Chapter 3: Red Sails in the Sunset

2004. Malibu

Witching hour and the bedroom window is wide open; the white curtain flapping and billowing like the sail of an ancient ship bound for worlds of myth and legend. The night is hot and slow and rich, when the creatures of dream and enchantment bestir themselves to cast their spell. The soft plish-plash of the Pacific laps rhythmically in Patrick's ears, soothing and insistent, calling him to join it in the deep. He does not resist. It is easy to slumber, here by the sea.

And he dreams… of the ocean.

He is standing alone on a pale golden beach, the sand chilly between his toes as the ashen light shifts and heaves and withers into darkness. Slowly his eyes adjust to the looming contours of a large, black rock to his right. There is a figure reposed upon it; a shapely form from whose throat comes the most exquisite, transcendent song he has ever heard. The figure rises smoothly and slinks down the rock, slipping quickly to the shore. And her enthralling voice beckons to him on the breeze.

Patrick follows, gripped, and walks with no hesitation into the expressionless sea. The water is freezing, but he doesn't care. On and on he wades, until the water is everywhere and he can no longer feel the steadfast anchor of the seabed. And then he begins to sink. Not fast, like a stone, but steadily, inexorably, carried down gently by the strong swell of the current. He comes back to himself for a moment, struggling to break free, to swim upward towards the pallor he knows is the sky, but the invisible arms of the water gods hold tight. A beautiful face appears just out of reach in the cool, enveloping water: dark, feline, seductive. Tendrils of ebony hair stream like snakes around her head and her eyes are a curious charred black: an absence of light, a void he can't peer into. Her mouth splits into a smile, cat-like. He is something of a cat himself; he recognises her animal nature and feels a strange affinity in the gloom.

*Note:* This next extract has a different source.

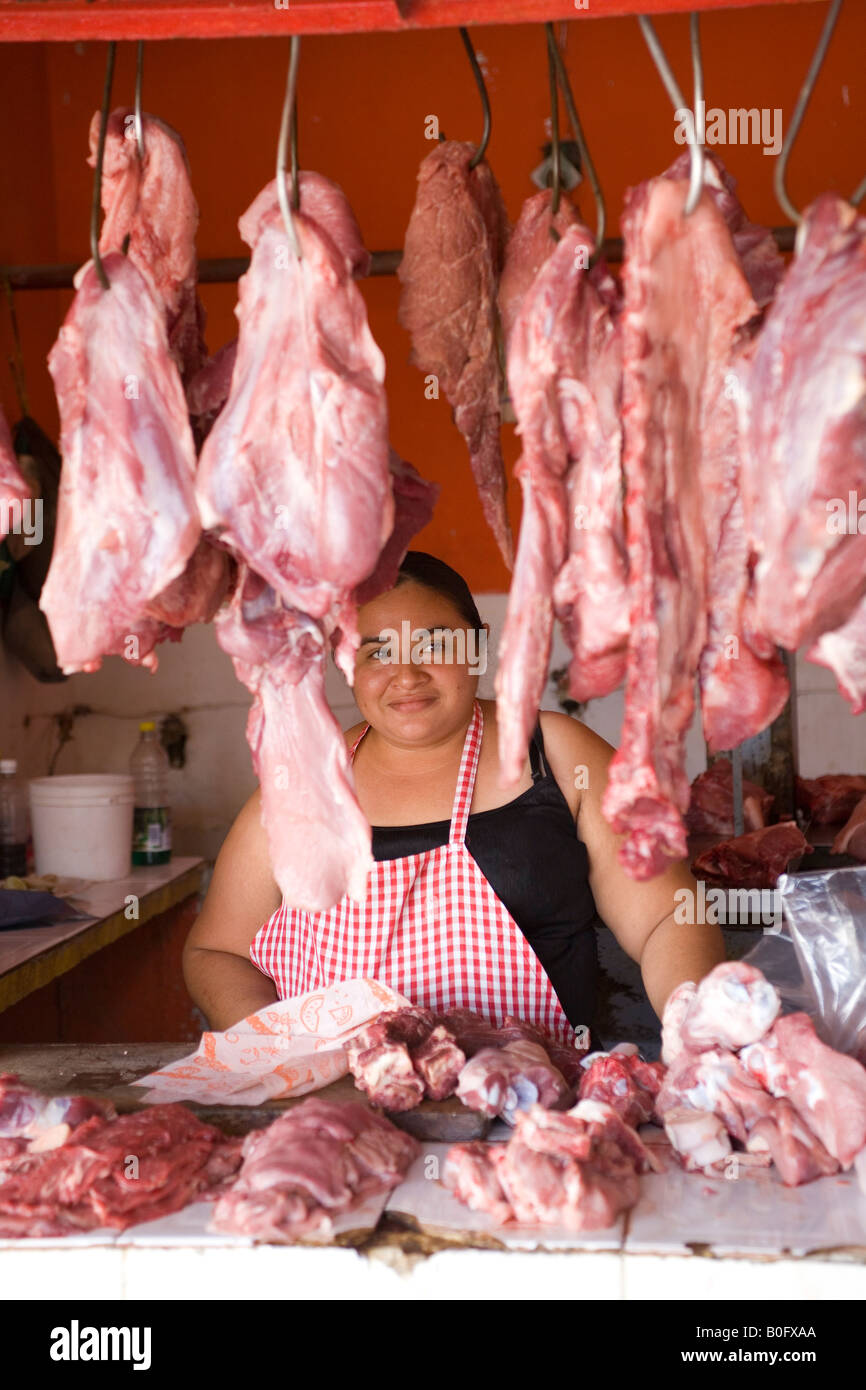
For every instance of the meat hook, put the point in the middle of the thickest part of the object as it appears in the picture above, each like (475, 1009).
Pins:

The creature glides unhurriedly away from him, lithe and lissom, her movements at one with the swell. She is like water herself, fluid and impossible to grasp.

"Wait!" His voice bubbles soundlessly in the liquid.

He wants to swim after her, right down into the indigo depths, as far as he can go, but he knows that he will drown. Pulled under by the heavy promise of an unknown desire he knows she will never grant.

She turns. Her smile grows wider, warmer. And then she slides into the void.

Patrick opens his eyes. The window is wide open, the curtain flapping and billowing in the murmuring breeze. He glances beside him, where the reassuring curves of his beloved wife rest serenely under the pure white sheet.

Note: So here's Lorelei presented as the dangerous siren of legend, luring Sailor Jane on with false hope and "singing like a bird". I don't think that sirens were supposed to swim themselves (they had wings), so I turned her into a kind of mermaid to fit what I wanted to say. I added the rock because we saw Lorelei hiding behind it in the actual episode (and going for a swim).